Singles from Es una Nube, no hay duda
- "Es una nube, no hay duda" Released: 1973;

= Es una Nube, No Hay Duda =

Es Una Nube, No Hay Duda (It's a Cloud, No Doubt About It) is the sixth album by the Argentine rock band Vox Dei, and the first recorded for their new label CBS. Also, is widely regarded as one of the Vox Dei' best albums, and contains classic songs such as the title-track, "Loco, hacela callar", and the sweeping ballad "Prométeme Que Nunca me Dirás Adiós".

Professional ratings
Review scores
| Source | Rating |
| Allmusic | (not rated) |

== Overview ==
It is the band's first release (of four) by the Columbia label, after having been contracted since 1971 with Disc-Jockey Records. It is also the last full-length LP on a Vox Dei album which not to feature any contributions from guest musicians.

In 1973, the title-track (their only lead single from the album) was released to a receptive audience, though it did receive the same amount of exposure as previous hits as "El Momento en Que Estás (Presente)" and "Jeremías Pies de Plomo", songs as "La verdadera historia de “Sam el Montañes”" and "Loco, hacela callar" still appears on the band' several greatest hits albums.

==Artwork and packaging ==
The original vinyl release came with a great grey picture from the band in the Argentine desert northwestern, and another small picture in colours.

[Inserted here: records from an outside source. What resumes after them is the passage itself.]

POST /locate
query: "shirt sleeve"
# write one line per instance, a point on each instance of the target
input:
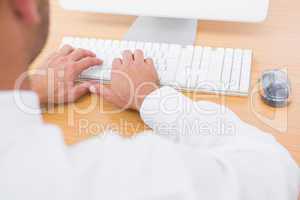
(255, 158)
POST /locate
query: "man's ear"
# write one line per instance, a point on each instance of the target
(27, 11)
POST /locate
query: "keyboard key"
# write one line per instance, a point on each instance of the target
(187, 67)
(236, 70)
(246, 71)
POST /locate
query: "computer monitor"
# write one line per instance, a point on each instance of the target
(173, 21)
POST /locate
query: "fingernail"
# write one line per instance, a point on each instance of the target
(92, 89)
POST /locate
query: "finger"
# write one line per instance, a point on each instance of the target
(138, 56)
(66, 50)
(127, 57)
(78, 91)
(117, 63)
(79, 54)
(86, 63)
(149, 61)
(107, 93)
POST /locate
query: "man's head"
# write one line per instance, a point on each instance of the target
(24, 29)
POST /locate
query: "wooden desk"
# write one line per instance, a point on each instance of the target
(276, 43)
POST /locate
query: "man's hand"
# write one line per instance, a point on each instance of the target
(55, 80)
(133, 78)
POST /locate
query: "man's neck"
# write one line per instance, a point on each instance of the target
(12, 59)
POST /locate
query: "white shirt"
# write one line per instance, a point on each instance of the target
(199, 150)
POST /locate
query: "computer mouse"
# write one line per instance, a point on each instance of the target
(275, 88)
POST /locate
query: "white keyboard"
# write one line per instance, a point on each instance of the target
(190, 68)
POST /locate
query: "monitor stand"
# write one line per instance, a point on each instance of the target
(163, 30)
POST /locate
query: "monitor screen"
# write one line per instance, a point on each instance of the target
(224, 10)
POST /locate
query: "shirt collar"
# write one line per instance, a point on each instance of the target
(19, 107)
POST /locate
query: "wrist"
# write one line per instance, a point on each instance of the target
(141, 98)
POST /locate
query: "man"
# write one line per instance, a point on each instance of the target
(174, 161)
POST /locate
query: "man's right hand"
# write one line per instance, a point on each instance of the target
(133, 78)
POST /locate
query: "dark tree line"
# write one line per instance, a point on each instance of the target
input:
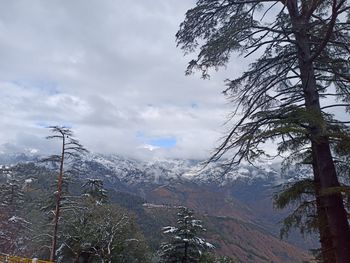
(284, 95)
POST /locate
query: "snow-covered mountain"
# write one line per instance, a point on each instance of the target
(133, 172)
(243, 193)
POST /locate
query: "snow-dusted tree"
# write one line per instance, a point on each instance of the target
(12, 222)
(301, 68)
(184, 245)
(71, 149)
(94, 190)
(99, 231)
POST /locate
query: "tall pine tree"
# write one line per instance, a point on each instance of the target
(184, 245)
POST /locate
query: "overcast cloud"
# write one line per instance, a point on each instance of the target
(110, 70)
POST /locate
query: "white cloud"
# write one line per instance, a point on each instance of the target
(109, 69)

The insert have included the lyrics.

==Track listing==
- All songs written by Ricardo Soulé except where noted.

1. "Es una nube, no hay duda" [It's a cloud, No doubt about It] (Willy Quiroga) - 5:11
2. "El faisán y la codorniz" [The pheasant and the quail] - 4:58
3. "Es así y no hay nada que hablar" [That's the way it is and there's nothing to talk about] - 3:57
4. "Loco, hacela callar" [Dude, shut her up] (Willy Quiroga) - 3:39
5. "La verdadera historia de “Sam el Montañes”" [The real story of "Sam the mountaineer"] - 3:28
6. "Prométeme Que Nunca me Dirás Adiós" [Promise me you will never say goodbye] - 3:34
7. "Por sobre el monte, encima del mar" [Over the mountain, above the sea] - 4:12
8. "El mañana es otra historia" [Tomorrow is another story] (Willy Quiroga) - 5:54

==Credits==
- Vox Dei
- Willy Quiroga – Bass and Vocals.
- Ricardo Soulé – Guitar, Piano, Harp and Vocals.
- Rubén Basoalto – Drums.

- Additional personnel
- Roberto Labraga – Engineer, mixing.
- Jorge Lacobara and Horacio Cusato – Engineers.